BERONDONG BERBAHASA TAGALOG

Bandara Internasional Ninoy Aquino, Manila, FOTO: rappler.com 

Berondong dan diberondong bisa terjadi di mana-mana. Bukan saja berondong yang memberondong tetapi juga siapa saja bisa memberondong.

Saya sudah diberondong sejak di Bandara Internasional Ninoy Aquino Manila. Berbagai pertanyaan muncul. Yang sering diulang-ulang adalah mengapa Anda tidak bisa berbahasa Tagalog? Saya sudah jawab dengan baik tapi orang ini datang beberapa kali.

Berondongan pertama dengan pertanyaan berbahasa Tagalog. Saya jawab kalau saya tidak bisa bahasa Tagalog. Lalu, masih ditanya mengapa. Kemudian, untuk apa tujuan kedatangan saya ke Filipina. Masih banyak lagi pertanyaan lain dengan bahasa Inggris dan Tagalog.

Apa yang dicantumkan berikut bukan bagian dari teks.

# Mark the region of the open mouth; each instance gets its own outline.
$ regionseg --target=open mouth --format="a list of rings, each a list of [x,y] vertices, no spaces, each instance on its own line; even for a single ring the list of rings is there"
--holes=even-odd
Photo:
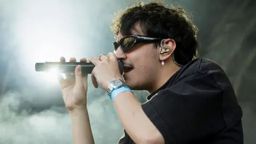
[[[131,71],[133,68],[129,66],[124,66],[124,73],[127,73]]]

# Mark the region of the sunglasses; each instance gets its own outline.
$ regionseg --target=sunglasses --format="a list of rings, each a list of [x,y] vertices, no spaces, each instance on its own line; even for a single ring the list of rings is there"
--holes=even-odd
[[[141,35],[130,35],[123,37],[119,42],[113,43],[114,49],[116,51],[120,47],[121,50],[126,52],[129,51],[138,43],[156,43],[163,40],[163,38],[153,38]]]

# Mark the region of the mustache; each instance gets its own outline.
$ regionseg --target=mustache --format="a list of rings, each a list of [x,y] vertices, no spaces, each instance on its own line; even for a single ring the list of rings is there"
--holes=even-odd
[[[124,67],[131,67],[132,68],[134,68],[134,66],[133,65],[133,64],[130,62],[126,62],[123,60],[120,60],[120,61],[123,63]]]

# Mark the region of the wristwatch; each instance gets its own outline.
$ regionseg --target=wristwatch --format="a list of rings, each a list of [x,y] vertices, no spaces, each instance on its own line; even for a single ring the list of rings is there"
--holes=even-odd
[[[110,93],[113,90],[125,85],[126,85],[125,83],[121,79],[110,82],[107,89],[108,96],[111,97]]]

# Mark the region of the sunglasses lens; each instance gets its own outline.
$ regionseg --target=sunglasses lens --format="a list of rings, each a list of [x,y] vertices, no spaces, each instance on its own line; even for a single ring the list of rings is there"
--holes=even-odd
[[[116,50],[117,50],[117,48],[119,47],[119,44],[117,42],[114,42],[113,43],[114,45],[114,49],[115,50],[115,51],[116,51]]]
[[[120,44],[124,51],[127,51],[130,50],[136,42],[136,38],[134,37],[129,37],[125,38]]]

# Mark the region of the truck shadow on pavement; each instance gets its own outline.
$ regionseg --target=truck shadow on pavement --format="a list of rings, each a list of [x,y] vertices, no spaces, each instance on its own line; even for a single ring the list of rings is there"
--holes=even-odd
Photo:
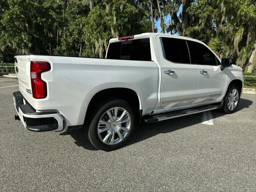
[[[252,104],[252,101],[241,98],[236,112],[244,108],[248,108]],[[229,115],[218,110],[212,111],[212,119]],[[126,147],[160,134],[170,133],[180,129],[202,122],[202,113],[198,113],[163,121],[158,123],[146,124],[142,122],[135,128],[132,135],[122,147]],[[82,130],[74,130],[62,133],[60,135],[70,135],[76,141],[74,143],[80,147],[91,150],[97,150],[90,143],[86,135],[86,132]]]

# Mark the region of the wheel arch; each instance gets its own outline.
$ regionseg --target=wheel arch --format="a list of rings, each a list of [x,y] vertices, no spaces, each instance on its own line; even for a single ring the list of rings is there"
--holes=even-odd
[[[240,89],[240,92],[242,92],[243,88],[243,82],[240,79],[235,79],[232,80],[229,83],[228,88],[230,87],[231,85],[235,84],[237,85]]]
[[[84,112],[81,109],[80,115],[84,114],[83,120],[84,122],[88,118],[90,117],[90,112],[95,105],[98,104],[100,101],[108,98],[116,98],[126,101],[134,109],[136,115],[141,117],[142,114],[141,101],[138,94],[134,90],[126,87],[110,87],[95,92],[87,100],[88,105],[86,107]]]

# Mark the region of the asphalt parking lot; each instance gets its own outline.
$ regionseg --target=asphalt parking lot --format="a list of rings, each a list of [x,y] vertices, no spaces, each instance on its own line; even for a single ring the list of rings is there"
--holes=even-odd
[[[17,85],[0,77],[0,191],[256,191],[256,95],[232,114],[143,123],[105,152],[80,130],[26,130],[14,120]]]

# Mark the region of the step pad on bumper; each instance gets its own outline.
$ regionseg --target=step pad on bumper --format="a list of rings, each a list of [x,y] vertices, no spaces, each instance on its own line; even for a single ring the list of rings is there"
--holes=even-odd
[[[36,132],[63,130],[63,119],[56,112],[37,112],[20,92],[13,94],[19,117],[28,130]]]

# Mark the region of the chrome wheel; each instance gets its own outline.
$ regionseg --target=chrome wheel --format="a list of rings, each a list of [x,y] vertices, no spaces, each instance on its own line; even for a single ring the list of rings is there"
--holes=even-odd
[[[128,112],[122,107],[113,107],[100,118],[98,134],[103,143],[114,145],[126,137],[130,127],[131,119]]]
[[[228,108],[230,111],[236,108],[238,103],[239,94],[236,89],[233,89],[228,95]]]

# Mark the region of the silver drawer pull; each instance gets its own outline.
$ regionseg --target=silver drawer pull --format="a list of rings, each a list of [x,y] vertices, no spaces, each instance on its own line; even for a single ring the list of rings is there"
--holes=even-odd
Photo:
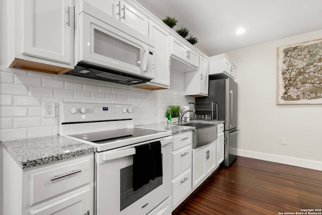
[[[185,181],[187,181],[188,178],[184,178],[183,180],[181,181],[181,183],[182,184],[183,182],[184,182]]]
[[[53,181],[54,180],[56,180],[56,179],[58,179],[59,178],[63,178],[64,177],[66,177],[68,175],[72,175],[73,174],[75,174],[75,173],[77,173],[78,172],[82,172],[82,170],[73,170],[72,171],[70,172],[69,172],[68,173],[65,173],[62,175],[55,175],[55,176],[54,176],[53,178],[51,178],[50,179],[50,180],[51,181]]]
[[[181,154],[181,157],[184,157],[185,155],[188,155],[188,154],[189,154],[189,152],[185,152],[184,154]]]

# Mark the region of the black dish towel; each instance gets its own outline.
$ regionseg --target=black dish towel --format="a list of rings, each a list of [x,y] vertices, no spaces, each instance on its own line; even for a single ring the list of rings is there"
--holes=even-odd
[[[163,176],[161,142],[157,141],[135,147],[133,160],[133,188],[135,191],[150,179]]]

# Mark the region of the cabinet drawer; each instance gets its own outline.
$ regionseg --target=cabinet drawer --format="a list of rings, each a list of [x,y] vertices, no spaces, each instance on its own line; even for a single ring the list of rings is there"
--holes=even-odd
[[[192,149],[191,146],[186,147],[173,153],[173,178],[175,178],[185,170],[191,167]]]
[[[191,170],[189,169],[172,182],[172,207],[185,197],[191,189]]]
[[[30,205],[92,181],[94,175],[91,158],[66,160],[30,173]]]
[[[173,136],[173,151],[180,149],[192,143],[192,131],[185,132]]]

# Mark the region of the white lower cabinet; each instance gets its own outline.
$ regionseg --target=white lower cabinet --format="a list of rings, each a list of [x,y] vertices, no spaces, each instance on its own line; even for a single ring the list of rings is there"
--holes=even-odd
[[[183,201],[191,190],[191,169],[189,169],[172,180],[173,205]]]
[[[172,209],[191,191],[192,131],[173,136],[172,152]]]
[[[93,214],[93,153],[21,169],[3,156],[3,215]]]
[[[171,196],[169,197],[161,204],[152,210],[147,215],[170,215],[171,214]]]
[[[224,138],[225,133],[224,132],[218,133],[218,137],[216,140],[216,162],[217,166],[218,166],[223,161],[224,156]]]
[[[203,182],[216,168],[216,141],[192,151],[192,188]]]

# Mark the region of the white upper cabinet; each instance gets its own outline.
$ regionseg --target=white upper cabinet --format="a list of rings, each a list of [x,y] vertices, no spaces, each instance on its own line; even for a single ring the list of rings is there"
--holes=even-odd
[[[171,68],[184,73],[196,70],[199,66],[199,55],[182,40],[184,39],[179,40],[176,37],[171,37]]]
[[[11,67],[52,74],[73,68],[74,7],[70,1],[16,0],[14,4],[9,7],[15,16],[12,20],[8,17],[8,22],[13,22],[9,23],[9,34],[14,32],[15,37],[12,43],[9,39],[8,49],[15,50],[8,51]]]
[[[208,96],[208,60],[200,56],[197,71],[185,73],[185,96]]]
[[[114,17],[143,34],[148,36],[148,19],[136,6],[126,0],[115,1]]]
[[[209,75],[234,79],[236,65],[225,54],[210,57],[209,60]]]

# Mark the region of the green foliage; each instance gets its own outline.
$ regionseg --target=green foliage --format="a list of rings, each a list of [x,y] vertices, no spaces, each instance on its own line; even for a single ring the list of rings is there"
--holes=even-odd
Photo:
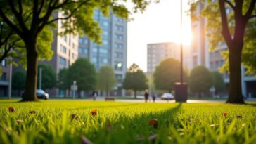
[[[87,58],[79,58],[68,68],[66,79],[68,81],[68,86],[71,86],[73,81],[76,81],[78,91],[93,90],[97,81],[94,65]]]
[[[96,144],[254,143],[255,105],[1,100],[0,141],[80,144],[81,136],[85,136]],[[16,111],[9,112],[10,106]],[[93,117],[94,108],[98,112]],[[37,113],[30,114],[32,110]],[[72,120],[72,114],[79,117]],[[148,124],[152,118],[158,119],[157,129]],[[18,124],[17,119],[23,122]],[[154,134],[158,135],[155,140],[148,140]]]
[[[68,79],[68,69],[61,69],[58,74],[58,88],[60,89],[69,89],[70,85],[69,85]]]
[[[53,68],[49,65],[39,64],[37,67],[38,77],[37,77],[37,88],[39,86],[39,70],[41,68],[41,89],[45,90],[48,89],[53,89],[56,86],[57,78],[56,72]]]
[[[110,91],[117,83],[113,68],[110,65],[105,65],[100,68],[98,74],[98,87],[101,91]]]
[[[18,91],[24,90],[25,82],[26,82],[26,74],[23,71],[19,70],[13,74],[11,84],[12,84],[12,88],[13,89]]]
[[[150,0],[132,1],[134,12],[137,10],[144,11]],[[126,0],[1,0],[0,3],[0,16],[13,32],[17,34],[25,44],[26,51],[20,53],[23,56],[20,61],[25,63],[25,58],[31,63],[27,63],[27,73],[30,81],[26,81],[26,89],[23,95],[23,100],[37,100],[34,95],[38,58],[49,59],[52,55],[51,41],[38,42],[40,34],[49,37],[54,28],[54,23],[61,20],[62,30],[56,32],[60,34],[72,33],[74,34],[87,34],[87,37],[98,44],[101,44],[101,30],[99,24],[94,19],[94,12],[100,10],[103,15],[109,16],[110,13],[121,18],[129,20],[131,11],[125,6]],[[53,13],[58,12],[53,16]],[[55,13],[56,14],[56,13]],[[1,20],[0,20],[1,21]],[[59,29],[58,29],[59,30]],[[45,33],[44,33],[44,31]],[[51,35],[50,37],[51,37]],[[47,39],[47,38],[46,38]],[[51,39],[51,38],[49,38]],[[39,44],[39,45],[38,45]],[[42,53],[41,56],[40,54]],[[44,53],[46,53],[44,55]],[[79,88],[87,89],[87,88]]]
[[[206,18],[206,35],[209,38],[209,44],[210,46],[210,51],[215,51],[217,48],[224,46],[224,39],[222,35],[222,21],[219,12],[219,6],[217,1],[212,2],[212,1],[207,1],[207,4],[205,8],[201,12],[200,15],[196,13],[196,7],[199,4],[204,3],[205,1],[191,1],[190,5],[191,13],[193,15],[193,20],[198,20],[200,17]],[[246,12],[251,1],[243,1],[243,13]],[[233,1],[231,1],[234,4]],[[229,9],[230,13],[227,13],[227,20],[229,22],[229,28],[231,35],[234,34],[235,26],[235,17],[234,11],[232,10],[229,4],[226,4],[226,8]],[[256,14],[256,9],[254,8],[252,15]],[[245,34],[243,38],[243,48],[242,51],[242,63],[247,67],[247,74],[256,74],[256,18],[252,18],[249,20],[245,28]],[[224,54],[222,55],[223,58],[226,60],[225,64],[221,68],[220,72],[229,72],[229,50],[224,51]]]
[[[215,88],[217,93],[222,92],[225,90],[225,82],[223,79],[222,75],[217,72],[212,72],[213,86]]]
[[[174,89],[175,83],[180,82],[180,67],[179,60],[174,58],[167,58],[162,60],[156,67],[153,74],[155,88],[159,90],[169,91]],[[187,81],[186,72],[184,71],[184,81]]]
[[[193,67],[189,76],[188,87],[193,93],[205,93],[214,84],[212,76],[203,66]]]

Berondong di bandara ini rupanya tidak sendiri. Ia sama dengan para gadis di Mol, para perawat di Laboratorium, para Ibu di sebuah kapel, yang memberondong saya dengan bahasa Tagalog. Setelah dijawab tidak bisa berbahasa Tagalog baru mereka ngehhh. Oh rupanya bukan orang Filipina.

Sulit dipercaya tetapi fakta tidak bisa berbohong. Berondong di bandara itu memang tampaknya berpegang teguh pada fakta. Seperti para gadis lainnya, ia menilai seseorang dari tampilan luar.

Beberapa teman muda dari Filipina memang menjelaskan jika wajah saya itu wajah orang Filipina. Di Italia dulu saya selalu punya banyak teman yang menyapa di jalan. Mereka adalah orang Filipina. Mereka menyapa karena melihat saya. Di mata mereka, saya adalah orang Filipina.

Memang benar di mata mereka tetapi belum tentu di identitas saya. Saya orang Indonesia dan tidak bisa berbahasa Tagalog. Inilah yang jadi masalah bagi saya dan bagi mereka. Kalau saya menjawab YA, wajah saya mendukung. Namun, kalau mereka terus menyapa dengan Tagalog, saya mesti mesti jawab TIDAK bisa. Saya tidak membohongi saya dan mereka.

Karena tidak berbahasa Tagalog, saya pun dipandang sebelah mata. Di mata mereka, saya seperti orang sombong. Berwajah Filipina kok tetapi berbahasa Inggris. Ini namanya tidak mencintai bahasa sendiri, demikian anggapan mereka. Padahal, saya memang mencintai bahasa saya dan belum saatnya mencintai bahasa mereka. Jika sudah bisa Tagalog, saya pun akan masuk 100% dari wajah sampai ke lubuk hati dalam budaya mereka.

Karena dipandang sebelah mata, saya pun kesulitan untuk jalan-jalan sendiri. Kalau naik angkot, saya selalu berjalan dengan teman yang berbahasa Tagalog. Biarkan mereka yang menjelaskan rute perjalanan dan besarnya ongkos kirim. Semuanya dalam bahasa Tagalog.

Inilah berondongan awal tinggal di negeri Filipna ini. Semoga ini menjadi pelajaran berharga kini, nanti, dan sepanjang selamanya. Kiranya penting diingat pepatah Indonesia, Di mana tanah dipijak, di situ langit dijunjung. Saya akan mengikuti dan menghormati adat istiadat orang Filipina.